Wild and nonsensical, Transporter 2 delivers a specific sort of pleasure, mostly by way of observing pain inflicted deftly. Like its clever and cheeky precursor, the sequel boasts elegant choreography by Corey Yuen and a crisp performance by Statham, even though his character remains defiantly undeveloped.

As producer Luc Besson has demonstrated in his broad array of action films (from Subway to The Fifth Element to Unleashed), the genre's point is style. Heroes and villains come and go (and are in the end interchangeable), but the look is forever. Frank is precise and resourceful, attentive to details. He keeps his promises, he's relentlessly neat. And he takes just-visible-enough delight in punishing the ugliness of others.

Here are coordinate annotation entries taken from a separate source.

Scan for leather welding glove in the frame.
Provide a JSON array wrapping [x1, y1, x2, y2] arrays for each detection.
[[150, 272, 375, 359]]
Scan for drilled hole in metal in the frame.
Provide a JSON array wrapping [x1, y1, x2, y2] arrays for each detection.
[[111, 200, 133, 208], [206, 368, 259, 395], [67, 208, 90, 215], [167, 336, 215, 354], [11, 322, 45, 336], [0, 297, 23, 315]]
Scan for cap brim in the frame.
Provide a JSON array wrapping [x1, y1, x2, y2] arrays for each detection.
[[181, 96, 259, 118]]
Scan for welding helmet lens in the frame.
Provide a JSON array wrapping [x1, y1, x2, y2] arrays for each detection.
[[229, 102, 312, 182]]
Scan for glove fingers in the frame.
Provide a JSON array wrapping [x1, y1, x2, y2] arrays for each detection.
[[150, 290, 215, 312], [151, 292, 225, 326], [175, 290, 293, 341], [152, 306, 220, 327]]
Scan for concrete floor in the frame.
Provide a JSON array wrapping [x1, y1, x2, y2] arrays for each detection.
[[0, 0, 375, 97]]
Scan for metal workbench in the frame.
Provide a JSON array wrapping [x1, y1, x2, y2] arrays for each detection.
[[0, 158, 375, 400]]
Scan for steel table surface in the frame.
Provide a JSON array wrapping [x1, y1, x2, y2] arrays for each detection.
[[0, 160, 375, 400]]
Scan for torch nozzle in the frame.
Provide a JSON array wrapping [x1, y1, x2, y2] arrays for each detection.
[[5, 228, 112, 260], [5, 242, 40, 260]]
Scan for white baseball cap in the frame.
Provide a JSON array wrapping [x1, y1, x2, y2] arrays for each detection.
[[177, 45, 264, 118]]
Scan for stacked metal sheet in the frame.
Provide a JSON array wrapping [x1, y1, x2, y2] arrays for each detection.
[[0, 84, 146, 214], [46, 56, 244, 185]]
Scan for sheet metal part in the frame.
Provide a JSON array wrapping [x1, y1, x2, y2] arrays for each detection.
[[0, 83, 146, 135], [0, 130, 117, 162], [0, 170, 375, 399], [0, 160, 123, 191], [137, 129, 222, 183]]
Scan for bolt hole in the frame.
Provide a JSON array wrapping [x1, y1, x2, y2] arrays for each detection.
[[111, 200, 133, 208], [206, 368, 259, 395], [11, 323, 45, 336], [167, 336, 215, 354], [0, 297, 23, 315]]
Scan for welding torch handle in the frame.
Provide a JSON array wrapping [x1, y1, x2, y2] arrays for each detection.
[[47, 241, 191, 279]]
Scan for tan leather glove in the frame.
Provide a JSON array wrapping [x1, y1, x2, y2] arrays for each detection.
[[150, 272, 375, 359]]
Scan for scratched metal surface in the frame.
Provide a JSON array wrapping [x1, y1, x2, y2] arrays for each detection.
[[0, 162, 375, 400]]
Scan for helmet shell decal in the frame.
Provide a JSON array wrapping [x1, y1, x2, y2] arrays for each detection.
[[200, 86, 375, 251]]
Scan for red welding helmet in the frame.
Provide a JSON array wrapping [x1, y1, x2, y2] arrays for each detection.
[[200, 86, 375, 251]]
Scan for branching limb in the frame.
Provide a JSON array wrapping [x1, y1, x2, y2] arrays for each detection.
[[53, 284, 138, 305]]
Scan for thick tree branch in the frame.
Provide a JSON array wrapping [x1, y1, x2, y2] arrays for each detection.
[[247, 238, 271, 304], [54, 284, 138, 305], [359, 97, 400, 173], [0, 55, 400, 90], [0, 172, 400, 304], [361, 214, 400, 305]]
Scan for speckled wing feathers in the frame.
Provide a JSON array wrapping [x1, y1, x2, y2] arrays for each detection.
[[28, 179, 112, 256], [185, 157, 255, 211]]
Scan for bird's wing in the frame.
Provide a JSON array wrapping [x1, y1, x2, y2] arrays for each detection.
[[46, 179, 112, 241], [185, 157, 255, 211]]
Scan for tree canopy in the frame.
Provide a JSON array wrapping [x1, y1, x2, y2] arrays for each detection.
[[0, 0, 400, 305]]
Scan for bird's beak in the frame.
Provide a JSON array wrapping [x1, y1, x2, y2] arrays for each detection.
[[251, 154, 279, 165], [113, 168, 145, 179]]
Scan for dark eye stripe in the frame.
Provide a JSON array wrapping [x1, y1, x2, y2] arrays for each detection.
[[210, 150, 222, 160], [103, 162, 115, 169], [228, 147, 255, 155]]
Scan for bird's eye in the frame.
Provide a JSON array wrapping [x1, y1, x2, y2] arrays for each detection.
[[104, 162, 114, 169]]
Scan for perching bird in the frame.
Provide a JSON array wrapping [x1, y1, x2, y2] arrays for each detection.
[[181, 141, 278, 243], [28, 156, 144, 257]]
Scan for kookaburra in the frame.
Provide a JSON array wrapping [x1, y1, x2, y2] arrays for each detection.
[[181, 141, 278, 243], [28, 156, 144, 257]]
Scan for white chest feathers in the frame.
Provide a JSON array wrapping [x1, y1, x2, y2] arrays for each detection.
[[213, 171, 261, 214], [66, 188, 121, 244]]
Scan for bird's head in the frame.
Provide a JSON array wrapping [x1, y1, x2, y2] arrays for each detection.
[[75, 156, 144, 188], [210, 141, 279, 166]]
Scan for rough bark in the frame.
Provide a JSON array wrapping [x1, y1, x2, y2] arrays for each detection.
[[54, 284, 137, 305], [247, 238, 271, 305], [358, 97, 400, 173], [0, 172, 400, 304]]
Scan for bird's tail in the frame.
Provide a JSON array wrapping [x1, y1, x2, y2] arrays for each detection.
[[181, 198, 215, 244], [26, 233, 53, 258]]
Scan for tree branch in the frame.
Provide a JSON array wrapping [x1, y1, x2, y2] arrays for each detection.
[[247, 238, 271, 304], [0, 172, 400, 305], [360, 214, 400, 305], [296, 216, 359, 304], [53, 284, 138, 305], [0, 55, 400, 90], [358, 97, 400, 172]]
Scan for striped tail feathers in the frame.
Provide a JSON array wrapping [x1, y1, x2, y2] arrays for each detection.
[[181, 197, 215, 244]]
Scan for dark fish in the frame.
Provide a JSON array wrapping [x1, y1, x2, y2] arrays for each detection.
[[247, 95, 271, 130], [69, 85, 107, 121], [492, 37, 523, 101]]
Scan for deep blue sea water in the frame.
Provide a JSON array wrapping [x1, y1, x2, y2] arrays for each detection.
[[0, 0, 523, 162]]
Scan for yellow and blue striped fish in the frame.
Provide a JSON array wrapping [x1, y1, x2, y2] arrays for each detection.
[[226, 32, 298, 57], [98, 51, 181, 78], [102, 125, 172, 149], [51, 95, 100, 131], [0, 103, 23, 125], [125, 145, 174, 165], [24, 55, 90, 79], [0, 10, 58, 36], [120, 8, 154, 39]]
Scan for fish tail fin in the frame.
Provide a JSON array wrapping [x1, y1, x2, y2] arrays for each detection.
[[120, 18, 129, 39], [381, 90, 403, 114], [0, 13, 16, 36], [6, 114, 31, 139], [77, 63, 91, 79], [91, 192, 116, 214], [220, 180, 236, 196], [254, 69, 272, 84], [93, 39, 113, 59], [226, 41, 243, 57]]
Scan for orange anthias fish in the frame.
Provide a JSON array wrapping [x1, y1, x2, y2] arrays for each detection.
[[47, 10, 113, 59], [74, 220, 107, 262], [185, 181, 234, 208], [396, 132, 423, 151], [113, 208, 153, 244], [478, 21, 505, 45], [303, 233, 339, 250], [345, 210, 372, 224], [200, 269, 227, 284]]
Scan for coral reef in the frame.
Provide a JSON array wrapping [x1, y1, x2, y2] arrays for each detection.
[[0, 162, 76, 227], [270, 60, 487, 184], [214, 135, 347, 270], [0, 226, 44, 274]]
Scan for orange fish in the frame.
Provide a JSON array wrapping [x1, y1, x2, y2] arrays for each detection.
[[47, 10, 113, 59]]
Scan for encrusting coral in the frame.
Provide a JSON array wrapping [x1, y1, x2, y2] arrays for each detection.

Talk to Your Kids About ...

  • Families can talk about the moral code that Frank embodies so resolutely. How does Frank's precision represent a relative decency, compared to both the excessive villains and the crass cops? How does the family -- Jack and his parents -- represent the sort of domestic unit Frank both desires and will never have? How does their initial dysfunction lead to lessons on more attentive fatherhood and less reckless motherhood? Why are women portrayed the way they are? Parents of kids learning to drive might also point out the stunts are not to be imitated...and they also may want to address the correlation the movie makes between cars and men's worth.